Orang lain hanya kehilangan kartu kredit atau dompet. Rudy Ramli kehilangan bank! Sekaligus kehilangan istri---yang belakangan juga terlihat lebih sering dengan Djoko Tjandra.
 
Rudy awalnya tidak kenal Djoko Tjandra. Ia hanya tahu Djoko Tjandra itu pemilik grup Mulia -termasuk hotel Mulia di Senayan, gedung-gedung Mulia, dan pabrik keramik Mulia.

Ia tidak tahu kalau istrinya ternyata kenal Djoko Tjandra. Tahunya baru bulan Oktober 1998: sang istri memberi tahu Rudy Ramli bahwa ada orang mau bertemu suaminya itu. Namanya: Djoko Tjandra. Rudy tidak bertanya lebih jauh. Ia hanya mengatakan bahwa Djoko Tjandra mau bertemu dengannya.

Waktu itu Rudy dan istri lagi di Hong Kong. Ia lagi harus mencari banyak jalan agar grup usahanya selamat dari krisis. Terutama Bank Bali. Waktu itu Bank Bali sama sekali tidak kekurangan likuiditas. Bank Bali justru ingin meminjamkan uang ke antarbank. Dalam keadaan ekonomi sulit, tidak mudah menyalurkan kredit ke perusahaan.

Tapi Rudy Ramli juga ragu meminjamkan uang ke bank lain. Maka Rudy pun terus membeli sertifikat Bank Indonesia. Aman. Di Bank Indonesia uangnya akan terjamin. Begitu juga sikap bank lain yang kaya likuiditas. Sampai-sampai Bank Indonesia kewalahan. Uangnya terlalu banyak. Tidak sehat.

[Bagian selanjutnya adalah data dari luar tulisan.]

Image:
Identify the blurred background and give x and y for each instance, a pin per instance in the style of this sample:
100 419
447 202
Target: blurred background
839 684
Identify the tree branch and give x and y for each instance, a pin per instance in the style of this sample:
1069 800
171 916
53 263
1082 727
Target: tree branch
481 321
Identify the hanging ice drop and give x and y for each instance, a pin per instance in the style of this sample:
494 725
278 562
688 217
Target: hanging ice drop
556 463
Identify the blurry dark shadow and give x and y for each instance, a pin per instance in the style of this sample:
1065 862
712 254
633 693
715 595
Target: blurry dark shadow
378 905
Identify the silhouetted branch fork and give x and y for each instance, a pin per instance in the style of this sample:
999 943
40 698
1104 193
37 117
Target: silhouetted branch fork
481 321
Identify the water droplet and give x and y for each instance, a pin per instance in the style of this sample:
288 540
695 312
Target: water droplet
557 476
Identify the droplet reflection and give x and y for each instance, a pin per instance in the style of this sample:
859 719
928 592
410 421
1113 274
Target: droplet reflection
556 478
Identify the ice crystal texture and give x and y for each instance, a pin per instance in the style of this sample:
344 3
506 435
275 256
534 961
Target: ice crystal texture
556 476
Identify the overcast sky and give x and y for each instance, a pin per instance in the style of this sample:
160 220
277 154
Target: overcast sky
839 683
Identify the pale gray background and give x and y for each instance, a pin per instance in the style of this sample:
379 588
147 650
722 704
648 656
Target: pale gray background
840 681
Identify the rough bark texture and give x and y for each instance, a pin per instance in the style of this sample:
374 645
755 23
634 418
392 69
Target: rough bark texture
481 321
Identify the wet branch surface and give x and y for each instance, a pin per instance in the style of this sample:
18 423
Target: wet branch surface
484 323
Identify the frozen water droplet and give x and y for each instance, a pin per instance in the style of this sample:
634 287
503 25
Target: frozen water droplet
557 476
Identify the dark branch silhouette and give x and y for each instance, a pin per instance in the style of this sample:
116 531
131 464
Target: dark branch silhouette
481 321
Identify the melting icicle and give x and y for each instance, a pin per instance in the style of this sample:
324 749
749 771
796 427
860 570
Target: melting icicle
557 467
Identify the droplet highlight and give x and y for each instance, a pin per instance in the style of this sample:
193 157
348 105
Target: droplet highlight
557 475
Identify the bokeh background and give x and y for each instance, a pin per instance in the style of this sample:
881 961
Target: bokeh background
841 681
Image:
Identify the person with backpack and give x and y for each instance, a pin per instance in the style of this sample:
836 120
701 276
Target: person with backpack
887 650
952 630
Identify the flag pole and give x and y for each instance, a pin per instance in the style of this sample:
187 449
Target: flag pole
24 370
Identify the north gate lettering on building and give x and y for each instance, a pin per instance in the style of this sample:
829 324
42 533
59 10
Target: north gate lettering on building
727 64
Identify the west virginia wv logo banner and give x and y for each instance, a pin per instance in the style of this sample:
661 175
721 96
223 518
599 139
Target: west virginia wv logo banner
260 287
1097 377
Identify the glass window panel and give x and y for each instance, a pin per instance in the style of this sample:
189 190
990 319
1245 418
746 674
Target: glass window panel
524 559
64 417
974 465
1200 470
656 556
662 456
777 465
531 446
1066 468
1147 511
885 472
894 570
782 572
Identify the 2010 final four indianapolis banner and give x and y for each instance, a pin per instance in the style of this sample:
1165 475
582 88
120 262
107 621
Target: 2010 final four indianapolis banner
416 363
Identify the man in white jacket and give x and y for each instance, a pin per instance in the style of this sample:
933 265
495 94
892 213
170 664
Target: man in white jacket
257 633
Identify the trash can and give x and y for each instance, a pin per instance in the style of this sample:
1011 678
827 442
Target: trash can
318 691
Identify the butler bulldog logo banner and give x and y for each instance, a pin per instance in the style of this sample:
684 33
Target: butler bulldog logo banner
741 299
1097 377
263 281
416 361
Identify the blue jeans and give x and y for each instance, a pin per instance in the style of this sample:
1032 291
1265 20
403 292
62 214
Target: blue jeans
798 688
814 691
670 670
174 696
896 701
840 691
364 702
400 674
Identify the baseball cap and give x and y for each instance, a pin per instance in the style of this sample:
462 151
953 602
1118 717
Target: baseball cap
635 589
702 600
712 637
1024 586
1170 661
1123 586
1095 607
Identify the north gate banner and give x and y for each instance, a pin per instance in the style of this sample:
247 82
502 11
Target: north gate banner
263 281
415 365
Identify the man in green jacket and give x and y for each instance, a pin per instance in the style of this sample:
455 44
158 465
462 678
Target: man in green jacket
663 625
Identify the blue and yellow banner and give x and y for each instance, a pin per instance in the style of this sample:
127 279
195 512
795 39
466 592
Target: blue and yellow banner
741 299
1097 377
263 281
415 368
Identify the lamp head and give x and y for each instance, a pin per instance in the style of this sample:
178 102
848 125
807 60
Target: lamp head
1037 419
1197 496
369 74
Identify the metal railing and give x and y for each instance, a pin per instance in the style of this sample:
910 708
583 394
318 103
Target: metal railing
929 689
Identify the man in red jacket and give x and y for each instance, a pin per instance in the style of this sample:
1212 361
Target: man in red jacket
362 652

Rudy pun terus dihubungi Bank Indonesia: jangan taruh uang lagi di BI. Rudy disarankan agar menyalurkan uangnya ke pasar uang. Seorang pejabat tinggi BI memperlihatkan konsep keputusan BI ke Rudy Ramli. Bahwa uang yang disalurkan ke bank lain juga dijamin oleh BI.

Maka Bank Bali pun kembali melayani pinjaman antarbank. Tapi kecukupan modal beda dengan likuiditas. Meski likuiditas kuat, modal masih harus diperkuat. Rudy Ramli memperkirakan ekonomi akan terus memburuk. Modal harus diperkuat. Penilaian untuk sebuah bank lebih pada kekuatan modalnya. Bukan hanya likuiditasnya.

Itu sudah masa lalu. Belakangan ini setiap kali saya bertemu Rudy Ramli setiap itu pula saya lihat kesehatannya kian prima. "Saya bersyukur diberi kesehatan yang baik," komentarnya. Tapi saya juga melihat Rudy Ramli kini percaya ilmu hitam. "Orang Barat pun mempraktikkan ilmu hitam," katanya. "Lihat itu Harry Potter," tambahnya.

Dan di saat kehilangan Bank Bali itu Rudy merasa lagi terkena ilmu hitam. "Luar biasa cara orang mengambil alih bank saya," ujar Rudy. Tapi saat mencari tambahan modal dulu pikirannya masih sangat sehat. Modal harus kuat. Waktu itu ia perlu uang Rp 1,4 triliun. Agar Bank Bali tetap kuat. Rudy pun mengangkat penasihat keuangan dari Amerika, JP Morgan. Untuk menggalang investor.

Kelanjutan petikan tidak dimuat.